PACKING FOR THE FIELD

Packing for a trip is fraught with a mix of excitement, anxiety and, to some degree, paranoia. Much of the work that I'll be doing on a upcoming archaeology assignment involves shooting without touching the camera. Essentially, I'll be using OnOne Software's DSLR Camera Remote on my iPad paired with Nikon's Camera Control Pro to fire the camera wirelessly so it then captures imagery and routes it directly to the computer. It's a critical component to shooting a data set of over 50 images of an artifact as any camera movement will compromise the post-production steps.

If you get out there in the field and the images don't transfer or there is a glitch in the system or a critical piece of gear is back in the office, it can make or break the success of the project. It's the Eagle Scout in me that makes multiple lists and starts assembling gear several days in advance of takeoff. If it's not there when I land, it's time to improvise.


Travis Doering, the team leader for the upcoming project, shared one such improvisation with me for protecting hard drives when working in the field. He uses neoprene beer coozies to wrap up any hard drives to keep them comfy during travel days and also out in the field. The great thing about them is that they are multi-purpose. A great idea worth sharing.

Wednesday, June 1, 2011

THE TIMELESS QUALITY OF BLACK AND WHITE

During portrait sessions these past two weeks, I stepped away from the lighting scenario and worked with natural light to make portraits that I intended to convert to black and white. I still miss shooting black and white emulsion and often shoot with 120 when doing portraits but I didn't have the luxury of toting my Mamiya to these sessions. These images are ultimately not going to make my new portrait book but I wanted to publish them here on the blog.

The portrait I did of pilot captain, sailor and yarn spinner Warwick Cahill was done on the bow of his cruiser Providence and was one of a series of a images done prior to "lighting" him up with strobes. He was looking off in the distance at my assistant and the image jumped out later in the editing.

Yesterday, I had the pleasure of spending the day in Vernonburg, Georgia working with painter, illustrator, artist extraordinaire Katherine Sandoz. She graciously gave me two hours of her time in her red barn studio and we worked with a lighting setup and then natural light outdoors on the barn's porch.

One of the most compelling images that came from the shoot, however, was a casual portrait in her living room as we shared coffee after a lunch provided by her artist friend McCay. Working with her was a true collaboration — we started with very formal portraiture and then she began working and occasionally stopped for a second, mid-stroke, to turn and give me a chance to shoot.

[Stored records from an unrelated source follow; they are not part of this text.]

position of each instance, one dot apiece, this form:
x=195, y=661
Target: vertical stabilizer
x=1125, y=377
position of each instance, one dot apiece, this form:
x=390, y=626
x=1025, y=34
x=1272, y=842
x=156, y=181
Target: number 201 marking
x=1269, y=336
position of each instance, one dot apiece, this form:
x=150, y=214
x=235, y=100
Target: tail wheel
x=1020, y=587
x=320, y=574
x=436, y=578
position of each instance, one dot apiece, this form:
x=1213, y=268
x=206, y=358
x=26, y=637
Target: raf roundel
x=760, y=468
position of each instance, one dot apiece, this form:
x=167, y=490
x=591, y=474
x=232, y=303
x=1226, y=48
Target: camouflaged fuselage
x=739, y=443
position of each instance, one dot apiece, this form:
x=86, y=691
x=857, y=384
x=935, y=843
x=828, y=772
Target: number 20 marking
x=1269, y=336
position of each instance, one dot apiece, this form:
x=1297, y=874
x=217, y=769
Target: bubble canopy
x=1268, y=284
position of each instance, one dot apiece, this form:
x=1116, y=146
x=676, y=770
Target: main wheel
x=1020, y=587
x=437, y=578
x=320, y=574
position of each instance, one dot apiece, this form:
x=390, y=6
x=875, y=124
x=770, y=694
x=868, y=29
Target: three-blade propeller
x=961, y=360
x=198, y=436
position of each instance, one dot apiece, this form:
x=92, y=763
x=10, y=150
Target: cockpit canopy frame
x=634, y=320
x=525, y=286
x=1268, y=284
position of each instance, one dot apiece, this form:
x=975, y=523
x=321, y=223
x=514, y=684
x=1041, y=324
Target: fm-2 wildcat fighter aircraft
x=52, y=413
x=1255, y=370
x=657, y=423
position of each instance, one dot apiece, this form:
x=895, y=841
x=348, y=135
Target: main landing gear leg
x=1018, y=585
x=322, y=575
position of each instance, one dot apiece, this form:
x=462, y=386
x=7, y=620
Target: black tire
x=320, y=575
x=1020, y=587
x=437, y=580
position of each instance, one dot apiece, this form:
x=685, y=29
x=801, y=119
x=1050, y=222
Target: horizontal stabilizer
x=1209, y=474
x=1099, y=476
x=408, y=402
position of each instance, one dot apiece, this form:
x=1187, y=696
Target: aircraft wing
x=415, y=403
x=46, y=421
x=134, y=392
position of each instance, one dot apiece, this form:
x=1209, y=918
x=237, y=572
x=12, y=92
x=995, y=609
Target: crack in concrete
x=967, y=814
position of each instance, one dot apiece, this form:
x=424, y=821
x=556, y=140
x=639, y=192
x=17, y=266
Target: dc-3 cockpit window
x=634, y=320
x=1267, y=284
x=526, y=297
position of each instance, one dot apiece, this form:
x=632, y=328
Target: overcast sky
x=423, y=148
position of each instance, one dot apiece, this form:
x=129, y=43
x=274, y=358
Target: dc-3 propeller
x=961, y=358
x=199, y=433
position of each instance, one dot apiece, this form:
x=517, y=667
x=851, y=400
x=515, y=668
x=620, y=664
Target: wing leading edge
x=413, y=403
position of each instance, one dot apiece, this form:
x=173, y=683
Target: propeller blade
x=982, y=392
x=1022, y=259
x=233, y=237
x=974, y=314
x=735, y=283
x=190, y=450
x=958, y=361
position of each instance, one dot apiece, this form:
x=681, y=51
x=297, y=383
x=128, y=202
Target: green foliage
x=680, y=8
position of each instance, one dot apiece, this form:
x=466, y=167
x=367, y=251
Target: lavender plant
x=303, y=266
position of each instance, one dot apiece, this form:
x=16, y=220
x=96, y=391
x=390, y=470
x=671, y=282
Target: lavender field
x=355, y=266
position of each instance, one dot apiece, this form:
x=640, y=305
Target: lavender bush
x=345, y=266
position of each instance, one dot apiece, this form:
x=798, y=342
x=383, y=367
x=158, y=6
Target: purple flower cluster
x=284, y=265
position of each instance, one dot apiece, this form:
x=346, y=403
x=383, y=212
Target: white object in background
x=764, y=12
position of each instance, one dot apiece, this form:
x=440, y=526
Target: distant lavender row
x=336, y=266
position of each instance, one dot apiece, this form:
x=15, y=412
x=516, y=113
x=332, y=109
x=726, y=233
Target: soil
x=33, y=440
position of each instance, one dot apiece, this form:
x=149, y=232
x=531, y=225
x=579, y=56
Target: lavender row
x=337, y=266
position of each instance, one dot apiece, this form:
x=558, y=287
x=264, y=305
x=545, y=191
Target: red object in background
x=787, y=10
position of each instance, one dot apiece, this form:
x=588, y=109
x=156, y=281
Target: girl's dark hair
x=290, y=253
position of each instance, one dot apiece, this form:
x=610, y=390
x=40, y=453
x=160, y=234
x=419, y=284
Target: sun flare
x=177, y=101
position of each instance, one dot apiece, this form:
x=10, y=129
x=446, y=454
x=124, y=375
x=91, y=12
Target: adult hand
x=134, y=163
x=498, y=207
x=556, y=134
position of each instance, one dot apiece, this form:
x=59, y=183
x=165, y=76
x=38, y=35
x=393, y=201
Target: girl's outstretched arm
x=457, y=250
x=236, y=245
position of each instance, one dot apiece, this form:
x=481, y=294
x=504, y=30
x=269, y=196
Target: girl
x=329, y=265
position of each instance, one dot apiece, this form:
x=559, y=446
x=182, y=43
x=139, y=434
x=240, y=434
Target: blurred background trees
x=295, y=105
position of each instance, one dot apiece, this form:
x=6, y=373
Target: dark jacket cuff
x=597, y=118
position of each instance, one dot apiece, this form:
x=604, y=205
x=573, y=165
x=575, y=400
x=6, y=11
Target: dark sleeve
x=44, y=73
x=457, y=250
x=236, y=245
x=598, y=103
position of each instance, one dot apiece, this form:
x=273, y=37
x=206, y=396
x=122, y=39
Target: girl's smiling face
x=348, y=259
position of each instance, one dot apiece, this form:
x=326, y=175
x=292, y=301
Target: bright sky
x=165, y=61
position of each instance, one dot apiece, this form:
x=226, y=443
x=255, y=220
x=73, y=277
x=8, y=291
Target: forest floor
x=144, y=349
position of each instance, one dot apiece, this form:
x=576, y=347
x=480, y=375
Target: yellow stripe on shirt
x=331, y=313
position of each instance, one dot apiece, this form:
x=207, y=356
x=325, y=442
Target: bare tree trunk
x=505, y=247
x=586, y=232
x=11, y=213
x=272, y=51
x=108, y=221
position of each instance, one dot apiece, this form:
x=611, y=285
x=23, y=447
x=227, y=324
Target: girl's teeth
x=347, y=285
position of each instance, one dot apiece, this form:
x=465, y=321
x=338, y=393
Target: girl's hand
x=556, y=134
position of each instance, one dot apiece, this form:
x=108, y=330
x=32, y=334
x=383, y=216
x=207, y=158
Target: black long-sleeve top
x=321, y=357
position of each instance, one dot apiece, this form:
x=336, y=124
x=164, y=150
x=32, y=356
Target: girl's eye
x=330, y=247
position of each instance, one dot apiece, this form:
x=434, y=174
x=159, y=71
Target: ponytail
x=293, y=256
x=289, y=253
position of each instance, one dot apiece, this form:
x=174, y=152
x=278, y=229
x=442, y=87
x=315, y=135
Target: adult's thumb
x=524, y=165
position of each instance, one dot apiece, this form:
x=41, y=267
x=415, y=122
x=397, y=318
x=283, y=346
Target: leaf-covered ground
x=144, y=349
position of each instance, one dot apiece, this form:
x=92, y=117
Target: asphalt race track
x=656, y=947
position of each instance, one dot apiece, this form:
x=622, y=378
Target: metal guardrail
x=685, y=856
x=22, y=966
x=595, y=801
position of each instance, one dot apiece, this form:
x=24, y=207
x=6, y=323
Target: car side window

It was a very fluid process.

Philip Polk Palmer described his voice and style as somewhere between Jim Morrison and Tom Waits and cited Nick Cave and Leonard Cohen as among his influences. I listened to his music at lunch on CD with Katherine so it was a seamless transition into our afternoon session working at an old, dilapidated greenhouse. Really terrific music.

We talked for a while about music and the recording options using digital technology. I'm looking forward to trying some of his suggestions with my own feeble recording efforts. After working three setups in the greenhouse, we stepped into the shifting light of afternoon and he sat on a rusty barrel swarmed by kudzu and vines. The contrast of his white shirt and peppery beard against the green was ideal for black and white.

There is a real timeless feel to working in monochrome, exposing for the shadows and printing for the highlights. I still enjoy film but I'm excited about incorporating Nik Silver Efex Pro into future digital work to take the tones to new places.